The Rest of the Story
This would be a valid argument if electronic cigarettes produced tobacco smoke and users were lying in claiming that these products do not produce secondhand smoke.
But the truth is that electronic cigarettes do not contain tobacco and do not produce secondhand smoke! Thus, it is the World Health Organization - not electronic cigarette users - who are hampering the implementation of Article 8 of the Framework Convention on Tobacco Control.
Because they do not produce secondhand smoke and involve no combustion of tobacco, the use of electronic cigarettes actually greatly reduces, rather than increases public exposure to secondhand smoke. Every electronic cigarette used represents that much less secondhand smoke that is produced. In fact, one of the major advantages of electronic cigarettes is that they do not produce secondhand smoke, and thus they benefit not only the user, but also the people who might otherwise be exposed to that person's cigarette smoke.

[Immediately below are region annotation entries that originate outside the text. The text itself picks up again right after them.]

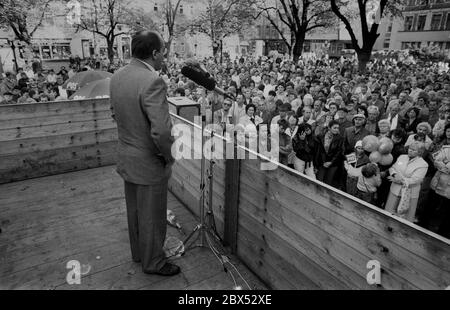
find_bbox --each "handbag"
[397,184,411,217]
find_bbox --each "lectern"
[167,97,200,122]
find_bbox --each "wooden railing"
[0,99,117,183]
[0,99,450,289]
[170,118,450,289]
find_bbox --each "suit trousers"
[125,180,168,272]
[384,191,419,222]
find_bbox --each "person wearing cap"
[270,103,292,125]
[336,107,353,136]
[344,114,370,155]
[316,120,344,187]
[0,92,17,104]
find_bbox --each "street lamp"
[6,35,19,73]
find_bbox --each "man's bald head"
[131,30,164,60]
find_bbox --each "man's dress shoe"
[145,263,181,276]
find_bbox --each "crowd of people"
[0,50,450,238]
[0,56,119,104]
[163,53,450,238]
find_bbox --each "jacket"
[317,135,344,167]
[389,155,428,198]
[110,59,174,185]
[431,145,450,199]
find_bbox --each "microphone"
[181,61,235,100]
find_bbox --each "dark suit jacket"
[317,135,344,167]
[110,59,174,185]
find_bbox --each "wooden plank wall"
[237,154,450,289]
[169,116,225,238]
[0,99,117,183]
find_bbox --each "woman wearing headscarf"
[292,123,317,179]
[385,141,428,222]
[316,120,344,187]
[418,124,450,238]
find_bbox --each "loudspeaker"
[167,97,200,122]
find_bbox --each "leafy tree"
[190,0,254,59]
[330,0,405,73]
[76,0,136,63]
[0,0,52,45]
[255,0,336,61]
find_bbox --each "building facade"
[375,0,450,53]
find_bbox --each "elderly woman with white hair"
[405,122,433,151]
[386,99,404,130]
[385,141,428,222]
[366,105,380,136]
[377,119,391,139]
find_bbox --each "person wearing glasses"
[110,31,180,276]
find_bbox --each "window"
[417,15,427,31]
[52,43,70,59]
[431,14,442,30]
[444,13,450,30]
[405,16,413,31]
[41,44,52,59]
[387,23,392,32]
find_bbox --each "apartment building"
[375,0,450,52]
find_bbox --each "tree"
[0,0,52,45]
[190,0,254,59]
[330,0,405,73]
[124,8,157,34]
[76,0,132,63]
[163,0,184,57]
[255,0,336,61]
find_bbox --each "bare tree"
[76,0,130,63]
[163,0,182,57]
[330,0,405,73]
[190,0,254,58]
[255,0,336,61]
[0,0,52,45]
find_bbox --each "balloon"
[378,138,394,155]
[369,151,382,164]
[379,154,394,166]
[362,135,380,153]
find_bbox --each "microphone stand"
[178,97,222,256]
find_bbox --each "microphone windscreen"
[181,65,216,91]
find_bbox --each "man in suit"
[110,31,180,276]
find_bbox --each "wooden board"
[236,161,450,289]
[0,166,265,290]
[0,99,110,122]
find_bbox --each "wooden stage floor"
[0,166,266,290]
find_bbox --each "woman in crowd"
[418,124,450,239]
[316,120,344,186]
[239,103,263,128]
[292,123,317,179]
[385,142,428,222]
[405,122,433,150]
[405,107,421,135]
[377,119,391,139]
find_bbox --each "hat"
[353,114,366,119]
[278,103,292,112]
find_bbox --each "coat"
[431,146,450,199]
[317,135,344,167]
[389,155,428,199]
[110,59,174,185]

As Drs. Ted Wagener and Belinda Borrelli and I argue in an article in the journal Addiction: "an often unconsidered advantage of e-cigarettes is that they do not require combustion and therefore produce no second-hand smoke exposure (SHSe) to the user or to individuals in the smoker's environment. Second-hand smoke, especially in homes with children, poses a serious public health risk increasing the incidence of sudden infant death syndrome, respiratory illness, middle-ear disease and asthma. Children aged between 3 and 11 years have the highest levels of SHSe, probably because they spend a majority of their time in close proximity to a caregiver who smokes. Despite the strong national effort of introducing smoking bans in public spaces, children living with smokers have not experienced any reduction in their SHSe, as evidenced by serum cotinine levels. Furthermore, clinical interventions aimed at reducing children's SHSe by targeting caregiver smoking behavior (i.e. cessation and/or smoking outside) often fail to produce long-term cessation and result in minimal to no reduction in SHSe for children, as measured by objective indicators such as urinary or serum cotinine or a child-worn passive smoke monitor. A significant majority of parents return to smoking or do not maintain consistently smoke-free homes. As such, the current methods of reducing caregiver smoking behavior cannot be relied upon as the sole means of reducing children's SHSe. The use of e-cigarettes by caregivers who smoke and who are unable or unwilling to quit smoking by more traditional means may be a viable alternative method to reduce children's SHSe."
Thus, far from increasing secondhand smoke exposure, the use of electronic cigarettes will greatly reduce such exposure, especially in settings such as the household where parents who switch to electronic cigarettes will be able to greatly reduce their children's exposure to secondhand smoke.
The rest of the story is that it is the World Health Organization, not electronic cigarette users, who are undermining and hampering the implementation of Article 8 of FCTC and thus contributing towards an increase in population exposure to secondhand smoke and its associated hazards.